4. De Raad komt tot de volgende beoordeling.

4.1.

Gelet op wat ter zitting met partijen is besproken over de verbondenheid van betrokkene met [naam holding] en [naam B.V. 2] wordt ervan uitgegaan dat laatstgenoemde rechtspersonen namens betrokkene hebben gehandeld en dat het Uwv heeft bedoeld het bestreden besluit toe te zenden aan de rechtspersoon bij wie werkneemster in dienst is geweest. In de aangevallen uitspraak is in plaats van betrokkene [naam B.V. 2] als partij aangemerkt. Aangezien partijen door deze onjuiste vermelding in de aangevallen uitspraak niet zijn benadeeld, volstaat de Raad met verbetering van de partijstelling.

4.2.

Vaststaat dat het Uwv met het gewijzigde standpunt alsnog een nadere motivering heeft gegeven van het bestreden besluit. Uit 3.4 volgt dat betrokkene het eens is met het gewijzigde standpunt van het Uwv en de nadere motivering van het bestreden besluit. De juistheid van het besluit van 13 oktober 2015 betreffende de ZW‑uitkering van werkneemster is daarmee niet langer in geschil tussen partijen.

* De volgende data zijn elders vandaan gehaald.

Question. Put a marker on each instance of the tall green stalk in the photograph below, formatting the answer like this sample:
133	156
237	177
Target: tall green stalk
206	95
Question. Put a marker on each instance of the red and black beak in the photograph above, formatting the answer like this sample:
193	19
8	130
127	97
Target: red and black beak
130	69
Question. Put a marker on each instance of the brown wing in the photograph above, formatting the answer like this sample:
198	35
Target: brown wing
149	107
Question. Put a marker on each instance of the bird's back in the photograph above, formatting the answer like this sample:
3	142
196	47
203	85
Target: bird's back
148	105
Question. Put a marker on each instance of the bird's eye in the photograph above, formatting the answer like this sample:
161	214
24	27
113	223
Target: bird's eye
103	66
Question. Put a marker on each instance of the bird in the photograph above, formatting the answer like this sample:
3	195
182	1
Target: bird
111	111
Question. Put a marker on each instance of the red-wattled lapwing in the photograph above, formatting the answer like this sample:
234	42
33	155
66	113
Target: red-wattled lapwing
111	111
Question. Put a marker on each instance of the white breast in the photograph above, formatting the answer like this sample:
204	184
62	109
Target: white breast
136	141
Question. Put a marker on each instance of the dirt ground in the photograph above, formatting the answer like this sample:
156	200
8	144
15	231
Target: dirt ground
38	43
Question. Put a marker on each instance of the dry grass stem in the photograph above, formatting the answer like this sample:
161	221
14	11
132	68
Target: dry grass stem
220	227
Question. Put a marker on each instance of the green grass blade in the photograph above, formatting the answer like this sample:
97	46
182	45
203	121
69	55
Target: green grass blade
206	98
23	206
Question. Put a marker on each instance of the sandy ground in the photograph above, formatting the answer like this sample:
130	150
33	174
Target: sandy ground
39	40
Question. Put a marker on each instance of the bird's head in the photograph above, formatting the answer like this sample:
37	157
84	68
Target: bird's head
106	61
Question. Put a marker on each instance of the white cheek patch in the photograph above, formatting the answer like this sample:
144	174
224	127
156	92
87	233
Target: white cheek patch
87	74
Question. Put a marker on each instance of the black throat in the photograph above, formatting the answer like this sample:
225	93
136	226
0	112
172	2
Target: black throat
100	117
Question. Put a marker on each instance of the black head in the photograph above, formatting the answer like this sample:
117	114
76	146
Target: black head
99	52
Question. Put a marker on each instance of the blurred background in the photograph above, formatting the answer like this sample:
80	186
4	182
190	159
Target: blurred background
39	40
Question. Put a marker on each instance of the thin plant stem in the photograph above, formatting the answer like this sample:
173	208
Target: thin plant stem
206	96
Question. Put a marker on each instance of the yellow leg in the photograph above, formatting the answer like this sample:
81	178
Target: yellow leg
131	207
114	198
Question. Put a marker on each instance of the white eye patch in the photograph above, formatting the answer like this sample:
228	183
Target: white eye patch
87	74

De Raad ziet zich daarom ambtshalve voor de vraag gesteld of het Uwv voldoende procesbelang heeft bij de beoordeling van het hoger beroep.

4.3.

Volgens vaste rechtspraak is van voldoende procesbelang sprake als het resultaat dat de indiener van een hogerberoepschrift met het indienen daarvan nastreeft daadwerkelijk kan worden bereikt en het realiseren van dat resultaat voor deze indiener feitelijk betekenis kan hebben (zie bijvoorbeeld de uitspraak van de Raad van 22 augustus 2018, ECLI:NL:CRVB:2018:2593). Het hebben van een louter formeel of principieel belang is onvoldoende voor het aannemen van (voldoende) procesbelang (zie bijvoorbeeld de uitspraak van de Raad van 18 september 2013, ECLI:NL:CRVB:2013:1874).

4.4.

Uit 4.2 volgt dat van een geschil tussen het Uwv en betrokkene geen sprake meer is. Dit betekent dat partijen bij beoordeling van de aangevallen uitspraak, die de rechtbank heeft gegeven zonder het gewijzigde standpunt van het Uwv te kennen, geen belang meer hebben. Het vervallen van procesbelang leidt ertoe dat het hoger beroep van het Uwv niet-ontvankelijk moet worden verklaard. Dat met niet-ontvankelijk verklaren van het hoger beroep geen vernietiging volgt van de opdracht die de rechtbank heeft gegeven om opnieuw te beslissen op het bezwaar van betrokkene, is – anders dan het Uwv heeft betoogd – geen resterend procesbelang. Het Uwv heeft immers, nadat partijen met deze opdracht bekend waren geworden, de motivering van zijn besluit in overeenstemming gebracht met wat betrokkene als inzet van zijn beroep voor ogen had, zodat er voor betrokkene geen grond meer is op dit punt uitvoering van de aangevallen uitspraak te verlangen.

5. Er is aanleiding het Uwv te veroordelen in de proceskosten van betrokkene in hoger beroep. De kosten van rechtsbijstand worden begroot op € 1.024,-.

BESLISSING

De Centrale Raad van Beroep

-

verklaart het hoger beroep niet-ontvankelijk;

-

veroordeelt het Uwv in de proceskosten van betrokkene in hoger beroep tot een bedrag van € 1.024,-.

Deze uitspraak is gedaan door M. Greebe als voorzitter en E.W. Akkerman en G.M.G. Hink als leden, in tegenwoordigheid van J.R. Trox als griffier. De beslissing is uitgesproken in het openbaar op 13 februari 2019.